In the most common form of infection, the ulceroglandular type, a red, tender cutaneous papule is noted at the site of an insect bite or dermal penetration with ulceration on the affected limb and concomitant tender regional adenopathy. The ulcer becomes crusted and black-colored, forming an eschar, which is a characteristic feature of the cutaneous site of entry. Symptoms include fever (39-40.6 °C), chills, headaches, and generalized malaise. Patients often are acutely ill with severe prostration and occasionally hypotension, septicemia, and death. If untreated, fever may persist for a month or longer. On physical examination, the temperature elevation is often associated with a paradoxically relative bradycardia. Hepatosplenomegaly is common, especially in untreated cases.

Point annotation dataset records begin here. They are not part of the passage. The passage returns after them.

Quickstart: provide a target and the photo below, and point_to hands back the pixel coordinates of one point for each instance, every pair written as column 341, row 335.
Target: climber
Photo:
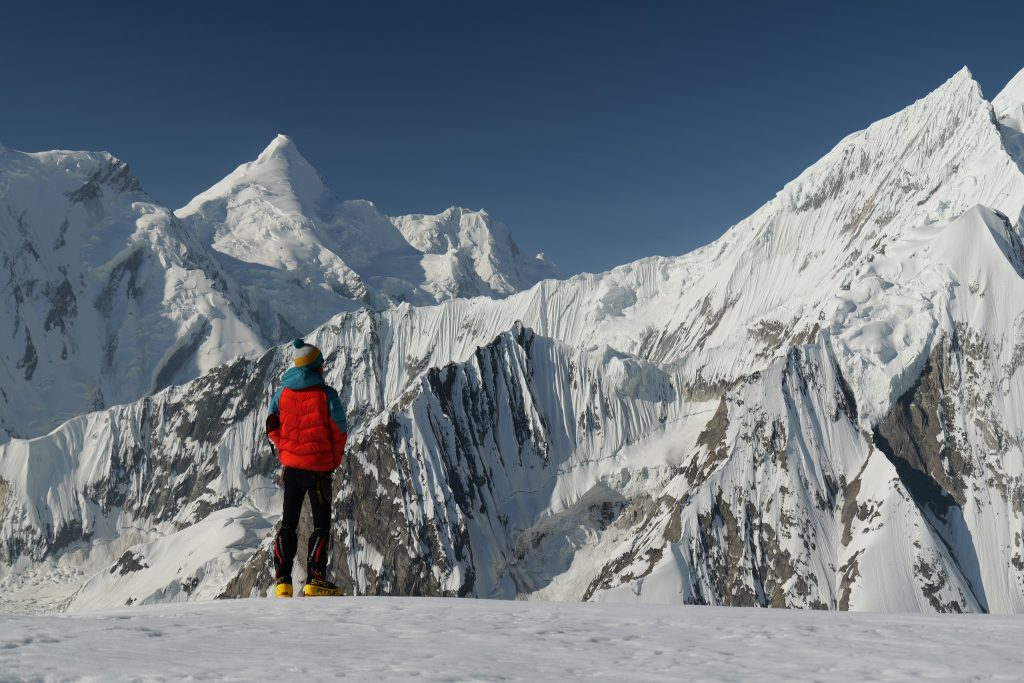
column 306, row 422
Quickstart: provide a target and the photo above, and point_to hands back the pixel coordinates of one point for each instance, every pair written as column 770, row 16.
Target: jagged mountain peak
column 280, row 176
column 1009, row 104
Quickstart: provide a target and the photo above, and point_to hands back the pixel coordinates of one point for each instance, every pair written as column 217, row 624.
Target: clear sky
column 600, row 132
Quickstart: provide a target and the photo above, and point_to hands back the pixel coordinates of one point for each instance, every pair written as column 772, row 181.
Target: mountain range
column 821, row 409
column 113, row 297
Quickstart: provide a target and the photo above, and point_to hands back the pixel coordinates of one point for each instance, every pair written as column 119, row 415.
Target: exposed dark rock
column 128, row 563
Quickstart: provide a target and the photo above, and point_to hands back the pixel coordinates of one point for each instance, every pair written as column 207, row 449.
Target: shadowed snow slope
column 822, row 409
column 111, row 297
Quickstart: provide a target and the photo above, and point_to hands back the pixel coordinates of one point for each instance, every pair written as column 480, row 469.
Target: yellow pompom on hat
column 306, row 355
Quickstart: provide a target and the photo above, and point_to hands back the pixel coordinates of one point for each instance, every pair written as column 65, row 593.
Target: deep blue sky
column 598, row 132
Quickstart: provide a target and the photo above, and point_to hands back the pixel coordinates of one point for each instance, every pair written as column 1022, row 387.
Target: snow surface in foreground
column 369, row 638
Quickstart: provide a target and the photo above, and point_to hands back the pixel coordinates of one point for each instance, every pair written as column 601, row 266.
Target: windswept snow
column 389, row 639
column 821, row 409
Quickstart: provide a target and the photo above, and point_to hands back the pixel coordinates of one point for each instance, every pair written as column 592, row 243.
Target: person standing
column 306, row 423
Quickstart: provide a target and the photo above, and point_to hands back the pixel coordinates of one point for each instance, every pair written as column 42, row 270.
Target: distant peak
column 1009, row 104
column 282, row 145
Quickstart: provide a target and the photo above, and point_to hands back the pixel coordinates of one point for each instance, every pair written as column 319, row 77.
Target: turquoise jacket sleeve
column 337, row 410
column 274, row 409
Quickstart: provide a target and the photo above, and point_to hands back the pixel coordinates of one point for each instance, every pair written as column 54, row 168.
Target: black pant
column 320, row 486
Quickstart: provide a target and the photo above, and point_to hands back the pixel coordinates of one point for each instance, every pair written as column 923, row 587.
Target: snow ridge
column 822, row 409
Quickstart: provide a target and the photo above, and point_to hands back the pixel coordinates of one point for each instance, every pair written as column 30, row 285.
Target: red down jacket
column 307, row 438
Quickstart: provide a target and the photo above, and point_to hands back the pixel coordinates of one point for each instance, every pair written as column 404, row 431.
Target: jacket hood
column 301, row 378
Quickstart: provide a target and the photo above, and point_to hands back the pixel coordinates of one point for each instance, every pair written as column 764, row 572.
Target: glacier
column 819, row 410
column 112, row 297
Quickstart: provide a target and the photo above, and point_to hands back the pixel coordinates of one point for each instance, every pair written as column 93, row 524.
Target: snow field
column 436, row 639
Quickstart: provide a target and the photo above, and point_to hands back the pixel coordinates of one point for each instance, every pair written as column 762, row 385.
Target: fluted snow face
column 276, row 212
column 822, row 409
column 113, row 297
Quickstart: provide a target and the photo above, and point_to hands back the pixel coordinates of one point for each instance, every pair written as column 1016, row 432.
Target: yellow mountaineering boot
column 315, row 588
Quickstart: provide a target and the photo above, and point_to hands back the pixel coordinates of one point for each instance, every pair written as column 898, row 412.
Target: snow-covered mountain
column 113, row 297
column 821, row 409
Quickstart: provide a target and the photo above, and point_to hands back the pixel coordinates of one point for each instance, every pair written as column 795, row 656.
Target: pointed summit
column 281, row 146
column 282, row 174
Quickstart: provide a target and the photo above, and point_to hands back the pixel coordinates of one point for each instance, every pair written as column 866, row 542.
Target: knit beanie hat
column 306, row 355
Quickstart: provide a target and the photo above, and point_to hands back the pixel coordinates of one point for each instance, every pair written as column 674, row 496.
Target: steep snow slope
column 290, row 239
column 466, row 253
column 107, row 297
column 818, row 410
column 112, row 296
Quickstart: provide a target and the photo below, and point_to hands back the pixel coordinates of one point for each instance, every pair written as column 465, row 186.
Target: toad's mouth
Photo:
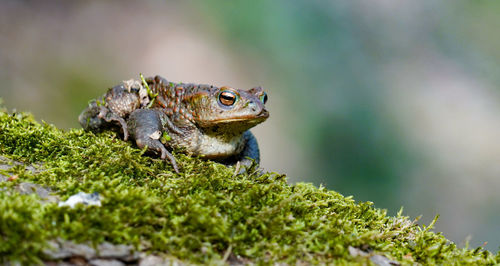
column 250, row 119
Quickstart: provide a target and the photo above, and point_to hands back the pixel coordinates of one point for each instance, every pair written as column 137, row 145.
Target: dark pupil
column 227, row 98
column 264, row 98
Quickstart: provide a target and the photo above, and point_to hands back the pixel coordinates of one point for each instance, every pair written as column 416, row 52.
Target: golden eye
column 227, row 98
column 263, row 98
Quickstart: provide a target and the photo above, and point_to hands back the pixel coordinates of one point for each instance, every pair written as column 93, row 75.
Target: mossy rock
column 205, row 214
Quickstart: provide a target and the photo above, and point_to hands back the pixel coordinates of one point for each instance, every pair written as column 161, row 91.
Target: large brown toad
column 198, row 119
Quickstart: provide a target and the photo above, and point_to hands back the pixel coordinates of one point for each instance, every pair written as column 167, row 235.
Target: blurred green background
column 394, row 102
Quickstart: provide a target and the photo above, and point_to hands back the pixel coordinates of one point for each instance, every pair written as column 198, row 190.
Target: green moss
column 197, row 215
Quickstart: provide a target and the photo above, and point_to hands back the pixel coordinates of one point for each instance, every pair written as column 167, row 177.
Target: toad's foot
column 146, row 128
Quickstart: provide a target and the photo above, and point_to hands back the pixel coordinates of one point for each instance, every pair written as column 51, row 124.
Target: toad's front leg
column 251, row 151
column 145, row 127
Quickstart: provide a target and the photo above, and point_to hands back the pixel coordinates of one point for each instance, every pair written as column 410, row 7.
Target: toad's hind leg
column 145, row 127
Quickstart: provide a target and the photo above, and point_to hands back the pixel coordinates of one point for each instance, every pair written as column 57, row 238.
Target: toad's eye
column 263, row 98
column 227, row 98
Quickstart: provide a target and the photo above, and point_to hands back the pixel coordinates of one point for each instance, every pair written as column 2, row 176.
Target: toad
column 203, row 120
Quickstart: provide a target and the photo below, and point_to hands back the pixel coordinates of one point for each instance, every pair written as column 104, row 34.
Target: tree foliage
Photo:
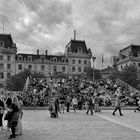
column 129, row 75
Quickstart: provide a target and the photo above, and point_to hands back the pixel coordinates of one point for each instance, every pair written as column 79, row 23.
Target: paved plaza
column 37, row 125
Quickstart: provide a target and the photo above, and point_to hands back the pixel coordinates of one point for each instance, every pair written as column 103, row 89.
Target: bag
column 8, row 116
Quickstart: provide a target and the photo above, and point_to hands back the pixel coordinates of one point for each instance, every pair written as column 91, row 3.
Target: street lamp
column 93, row 58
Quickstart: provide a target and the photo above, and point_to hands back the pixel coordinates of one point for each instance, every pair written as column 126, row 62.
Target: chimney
column 46, row 52
column 37, row 51
column 74, row 34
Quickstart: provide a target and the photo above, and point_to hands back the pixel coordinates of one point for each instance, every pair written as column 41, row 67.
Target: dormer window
column 54, row 59
column 63, row 60
column 20, row 57
column 1, row 44
column 30, row 58
column 79, row 49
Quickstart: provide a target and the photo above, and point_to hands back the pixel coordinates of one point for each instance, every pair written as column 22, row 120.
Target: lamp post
column 93, row 58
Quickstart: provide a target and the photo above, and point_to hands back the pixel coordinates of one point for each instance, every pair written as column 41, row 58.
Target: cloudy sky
column 106, row 25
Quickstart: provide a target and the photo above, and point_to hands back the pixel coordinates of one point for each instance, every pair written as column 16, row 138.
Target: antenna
column 3, row 23
column 74, row 34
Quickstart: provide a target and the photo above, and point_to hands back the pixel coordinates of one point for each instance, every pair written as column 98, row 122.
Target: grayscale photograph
column 70, row 69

Tularemia should be suspected in febrile patients with skin lesions and lymphadenopathy especially when a history of contact with wild animals, ticks, or deerflies is present.
Laboratory Findings
Organisms are rarely seen on Gram stain of affected tissue. Blood cultures or other biologic specimens need special culture media for growth. Serologic studies using the microagglutination test, or the enzyme immunoassay test, are reliable and widely available. A fourfold increase or decrease in the titers is diagnostic of infection. A titer of = 1:160 may represent recent or acute infection. As many as 50% of cases will have positive titers by the second week of the illness. Titers may remain elevated for months to years after an acute infection.
Imaging
In 30% of cases, a chest roentgenogram will show infiltrates, despite normal clinical findings. Typical chest roentgenogram findings in the pneumonic form would include lobar or subsegmental infiltrates, hilar adenopathy, or diffuse infiltrates.
Differential Diagnosis
The differential diagnosis of the ulceroglandular form is one of other diseases that are associated with skin ulcer and lymphadenopathy, such as pyoderma caused by streptococci or staphylococcus, sporotrichosis (Sporothrix schenckii), cat-scratch disease, rat-bite fever, plague, anthrax, brucellosis, typhoid fever, infectious mononucleosis, and hematologic malignancies.
Complications
The most common complication is suppuration of an involved lymph node. Other complications such as meningitis, osteomyelitis, endocarditis, and peritonitis occur rarely.
Treatment
Aminoglycosides, mainly streptomycin or gentamicin, are considered the drugs of choice for all forms of tularemia (Box 5). Other antimicrobial agents such as tetracyclines and chloramphenicol have been used in patients who cannot tolerate aminoglycosides. Their bacteriostatic effect against F tularensis may account for the high relapse rates. Relapse is not caused by resistant microorganisms and may be treated with another course of the same antimicrobial regimen.
Prognosis
Immunity after infection with F tularensis is lifelong. The mortality rate is 5-15% in untreated cases and 1% in treated cases. The typhoidal form is associated with a high mortality rate.
Prevention & Control
Avoidance of exposure to contact with potential sources of infection is the best means of prevention (Box 6). Gloves, masks, and goggles should be worn when handling potentially infected animals. A live attenuated vaccine is available for individuals at high risk such as veterinarians and meatpacking plant employees.